OKYO Pharma Announces Registration Pathway with 100 Patient Multi-Center Clinical Trial of Urcosimod in Neuropathic Corneal Pain
OKYO Pharma (NASDAQ: OKYO) has announced plans for an expanded clinical trial of urcosimod, its lead drug candidate for treating neuropathic corneal pain (NCP). Following successful Phase 2 results where 75% of patients showed over 80% pain reduction, the company will conduct a 100-patient multi-center clinical trial across multiple U.S. sites.
The new multiple-ascending-dose (MAD) trial aims to identify optimal dosing for Phase 3 trials and further understand urcosimod's micellar characteristics. The company expects topline data in 2026. With Fast-Track designation from the FDA, OKYO is preparing for regulatory discussions to define primary endpoints for potential registration.

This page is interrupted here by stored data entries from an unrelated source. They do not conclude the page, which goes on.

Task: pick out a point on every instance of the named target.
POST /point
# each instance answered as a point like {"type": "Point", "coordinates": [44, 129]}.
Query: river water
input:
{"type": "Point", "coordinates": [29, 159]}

OKYO Pharma (NASDAQ: OKYO) ha annunciato piani per un ampliamento dello studio clinico di urcosimod, candidato principale per trattare il dolore neuropatico corneale (NCP). In seguito ai positivi risultati della fase 2, dove il 75% dei pazienti ha mostrato una riduzione del dolore superiore all’80%, l’azienda procederà con un trial clinico multicentro con 100 pazienti in diverse sedi negli Stati Uniti.
Il nuovo trial a dosi multiple ascendenti (MAD) mira a identificare il dosaggio ottimale per gli studi di fase 3 e a comprendere ulteriormente le caratteristiche micellari di urcosimod. L’azienda prevede dati principali nel 2026. Con la designazione Fast-Track da parte della FDA, OKYO si prepara a discussioni regolatorie per definire gli endpoint primari per una potenziale registrazione.
OKYO Pharma (NASDAQ: OKYO) ha anunciado planes para ampliar el ensayo clínico de urcosimod, su candidato principal para tratar el dolor neuropático de la córnea (NCP). Tras resultados exitosos de la fase 2 donde el 75% de los pacientes mostró una reducción del dolor de más del 80%, la empresa realizará un ensayo clínico multicentro de 100 pacientes en múltiples sitios de Estados Unidos.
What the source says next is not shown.